ECLI:NL:RVS:2024:3163
Raad van State
- Hoger beroep
- Rechtspraak.nl
Hoger beroep tegen de beslissing van de staatssecretaris van Justitie en Veiligheid over de bewaring van een vreemdeling
Op 6 mei 2024 heeft de staatssecretaris van Justitie en Veiligheid een vreemdeling in bewaring gesteld. De rechtbank heeft op 24 mei 2024 het beroep van de vreemdeling tegen deze beslissing ongegrond verklaard en het verzoek om schadevergoeding afgewezen. De vreemdeling, vertegenwoordigd door mr. F. Boone, heeft hoger beroep ingesteld tegen deze uitspraak. De Afdeling bestuursrechtspraak van de Raad van State heeft op 5 augustus 2024 uitspraak gedaan in deze zaak.
De Afdeling oordeelt dat het hoger beroep niet leidt tot vernietiging van de uitspraak van de rechtbank. De reden hiervoor is dat het hogerberoepschrift geen vragen bevat die in het belang van de rechtseenheid, de rechtsontwikkeling of de rechtsbescherming in algemene zin beantwoord moeten worden. Het hoger beroep betreft een rechtsvraag die eerder door de Afdeling is beantwoord, waardoor er geen aanleiding is om in dit geval anders te oordelen.

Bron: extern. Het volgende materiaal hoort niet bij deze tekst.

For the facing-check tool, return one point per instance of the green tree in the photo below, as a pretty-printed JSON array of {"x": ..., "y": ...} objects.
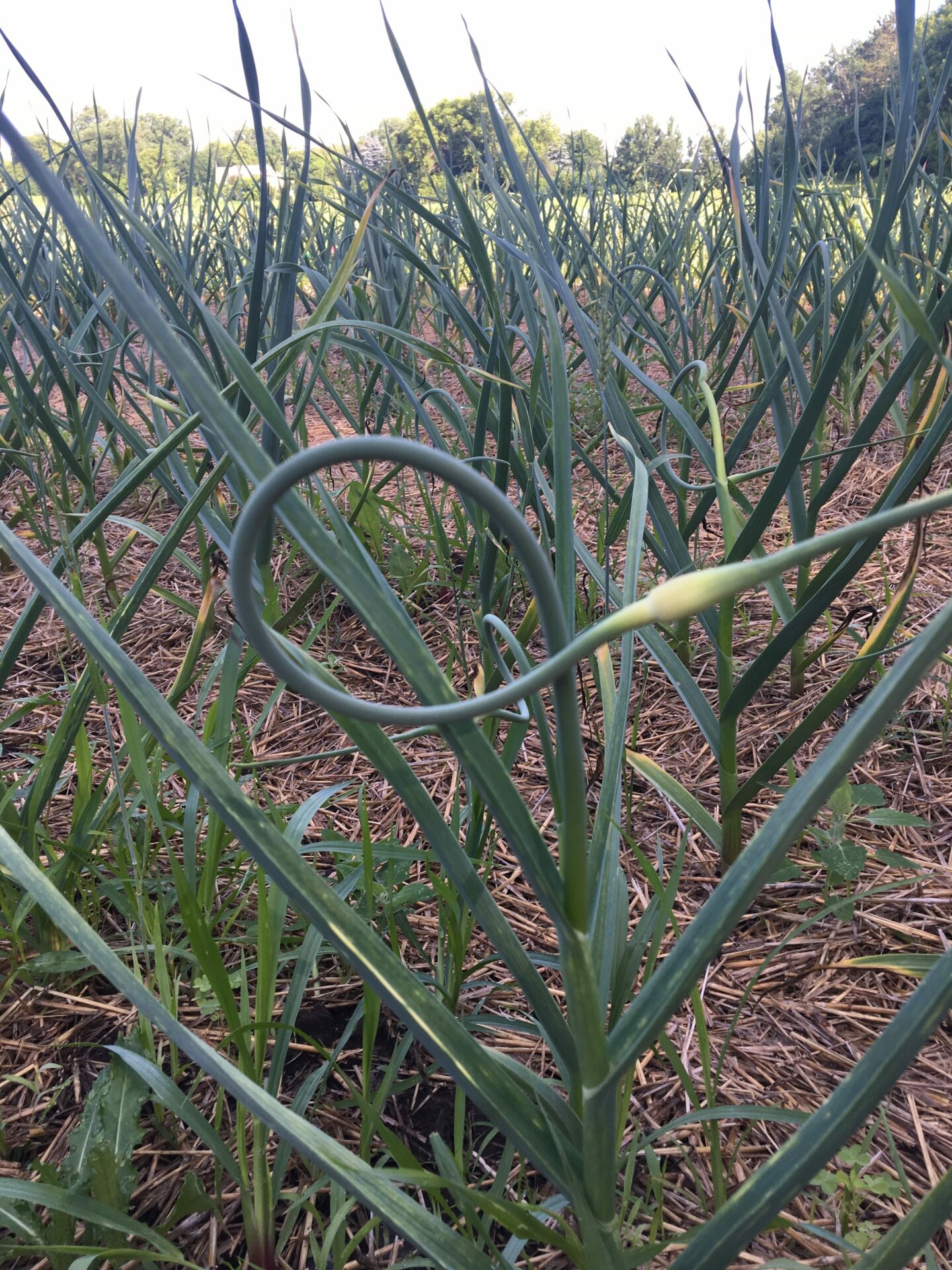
[{"x": 649, "y": 151}]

De Afdeling ziet ook ambtshalve geen reden om de bewaring onrechtmatig te achten. Het hoger beroep is ongegrond verklaard en de uitspraak van de rechtbank wordt bevestigd. De minister van Asiel en Migratie hoeft geen proceskosten te vergoeden. De uitspraak is openbaar gedaan op 5 augustus 2024.